Guardian'a göre, siyasetin her kanadından toplumsal öneriler yağmaya başladı. Kimileri, göçmenlere zorunlu dil dersleri verilmesini ve Almanya'nın temel kültürel değerlerini öğrenmeye teşvik edilmelerini istiyor. Muhafazakar kesimden yükselen kimi sesler ise, Alman yasalarını ciddi biçimde çiğnemiş olan göçmenlerin sınır dışı edilmesini talep ediyor.

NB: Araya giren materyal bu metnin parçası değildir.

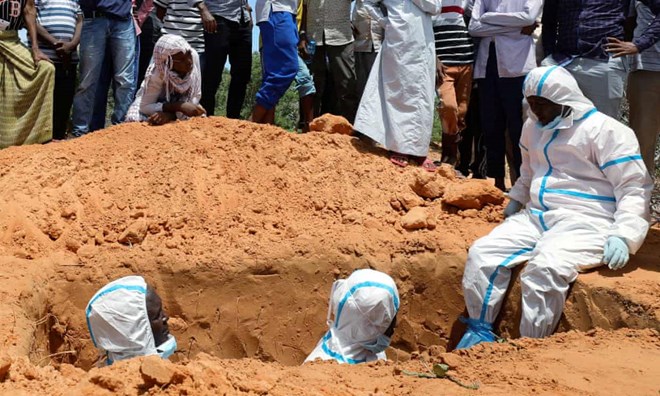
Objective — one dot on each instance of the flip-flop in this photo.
(399, 160)
(429, 165)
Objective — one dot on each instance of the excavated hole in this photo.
(276, 313)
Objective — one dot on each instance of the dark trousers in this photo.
(231, 40)
(471, 146)
(65, 88)
(501, 109)
(364, 61)
(335, 64)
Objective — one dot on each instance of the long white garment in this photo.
(363, 307)
(161, 84)
(581, 183)
(119, 324)
(396, 109)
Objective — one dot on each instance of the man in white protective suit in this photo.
(364, 308)
(396, 109)
(126, 319)
(581, 201)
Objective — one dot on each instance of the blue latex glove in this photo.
(512, 208)
(616, 253)
(476, 333)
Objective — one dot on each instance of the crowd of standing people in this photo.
(381, 64)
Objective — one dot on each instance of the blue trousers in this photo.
(501, 109)
(279, 35)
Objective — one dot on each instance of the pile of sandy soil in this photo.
(242, 229)
(623, 362)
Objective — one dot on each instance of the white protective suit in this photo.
(397, 106)
(363, 306)
(581, 183)
(119, 324)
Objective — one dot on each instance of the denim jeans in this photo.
(65, 88)
(232, 40)
(97, 35)
(103, 86)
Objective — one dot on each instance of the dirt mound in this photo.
(242, 229)
(598, 362)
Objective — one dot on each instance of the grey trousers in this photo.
(644, 99)
(604, 83)
(334, 66)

Independent gazetesinin manşetinde ise, İngiltere'de görülen bir davanın dün açıklanan sonucu var. Gazete manşetine iri puntolarla, "Düşünce Suçlusu" yazdı. Yandaki fotoğrafta görülen asker üniformalı kişi, Irak savaşına gitmeyi reddettiği için 8 ay hapse mahkum edilen İngiliz teğmen.
Independent, askeri doktor Teğmen Malcolm Kendall-Smith'in savunmasından bir parçayı baş sayfasına taşıdı. Teğmen, Irak savaşının uluslararası hukuku ihlal ettiğine inandığı için bu ülkede görevlendirilmeyi reddettiğini söylüyor. Ancak askeri mahkemede görülen davanın yargıcı, yasal bir emre itaatsizlik ettiğine hükmetti.
Gazete, Irak savaşına karşı çıkan ilk ordu mensubunun dün tamamlanan bu davasında verilen cezanın diğer askerlere de bir uyarı niteliğinde olduğu görüşünde.